Cette esthétique du « faire/défaire », du « tourner/détourner » semble plus être une tentative de réappropriation de ces outils que tenir d’un véritable savoir-faire, d’une maîtrise concrète des algorithmes utilisés. Le risque qui transparaît alors, s’avère être lié à la question de facilité de conception par laquelle le designer graphique peut se laisser tenter. Ce risque peut aussi s’incarner à travers la recherche d’un simple artifice, un effet de surprise et d’émerveillement lié à la technologie qui prime sur le sens de l’installation en elle-même, du ressenti attendu.
La difficulté réside finalement dans le fait qu’il faut désormais créer de nouveaux codes mais également de nouvelles références visuelles car la différenciation ne peut plus passer par la technique seule.
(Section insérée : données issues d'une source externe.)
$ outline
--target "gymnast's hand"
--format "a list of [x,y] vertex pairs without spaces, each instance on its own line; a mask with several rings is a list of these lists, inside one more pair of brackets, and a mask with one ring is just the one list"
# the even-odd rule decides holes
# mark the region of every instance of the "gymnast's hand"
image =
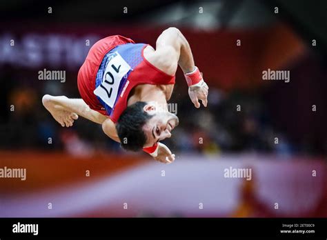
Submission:
[[188,95],[195,108],[199,108],[200,107],[199,100],[202,101],[202,104],[205,107],[207,106],[208,90],[209,87],[203,79],[198,83],[188,88]]
[[175,154],[164,143],[159,143],[158,154],[153,158],[164,163],[171,163],[175,161]]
Il faut pouvoir se réapproprier ce qui a déjà été fait, en dépassant le simple cadre de la technique elle-même, cette dernière ayant été largement démocratisée. Désormais, il faut aller au-delà de la technique, il faut lui échapper afin de créer de l’émotion, afin d’impulser un rapport sensible entre numérique et spectateur, tout en ressentant et percevant l’influence du code sur le processus de conception au sein de chaque création numérique.
Programmation et algorithmes : matières à créer
« Le designer doit se positionner comme acteur et non comme simple usager d’une prête à l’emploi. L’approche des hackers est en cela un modèle : et s’approprier, détourner, inventer et adapter [la technologie] à ses besoins. »
Stephanie Vilayphiou et Alexandre Leray¹⁰
Véritable bénéfice d’une philosophie de travail axée sur le numérique ainsi que sur l’interactivité, l’utilisation de la programmation et particulièrement des algorithmes dans le domaine de la création numérique semble gagner l’intérêt des designers graphiques ; il s’agit désormais de dépasser l’attrait d’une esthétique algorithmique seule, afin de faire émerger un réel regard critique sur le code et ses effets [fig. j].
Mais, si l’on considère dès à présent les langages de programmation et les algorithmes comme des matières propres à la création et non comme de simples outils, on peut alors les envisager, les considérer comme des éléments porteurs de valeurs et de sens qui génèrent des usages inédits, et qui incitent à adopter une forme d’innovation en constante évolution.
C’est en s’affranchissant, en allant au-delà du simple support de l’écran comme surface de projection que le vidéo mapping permet de façonner l’espace réel par le virtuel. De ce fait, Iregular et les autres studios centrés sur la création numérique créent de véritables expériences immersives et permettent au spectateur de s’investir pleinement dans ce nouvel espace ou environnement. Ainsi, ils lui octroient la capacité, la légitimité d’en devenir acteur, voire même co-créateur par son intervention avec l’installation.
Notes et références :
¹ Dimos Alexandre, Lantenois Annick, Lire à l’écran, Paris, Éditions B42, 2011, p. 105
² http://algorithme.beautifulseams.com
³ Gille Bertrand, Histoire des techniques. Prolégomènes à une histoire des techniques, Éditions Gallimard, 1978
⁴ Vial Stéphane, L’être et l’écran : Comment le numérique change la perception, PUF, 2013
⁵ Vilayphiou Stephanie, Leray Alexandre, « Écrire le design. Vers une culture du code », Back Cover, n°4, Éditions B42, 2011, p. 40
⁶ Idib., p. 40
⁷ Citation de Petr van Blokland à la conférence Print/Pixel organisée par le Piet Zwart Institute situé à Rotterdam en 2009.
⁸ L’itération c’est l’idée de reproduire encore et encore la même opération. On utilise ce principe notamment pour créer des animations en temps réel.
⁹ Plutôt que d’animer un seul élément, on demande à l’ordinateur de répéter l’opération à chaque instant pour tous les éléments à animer.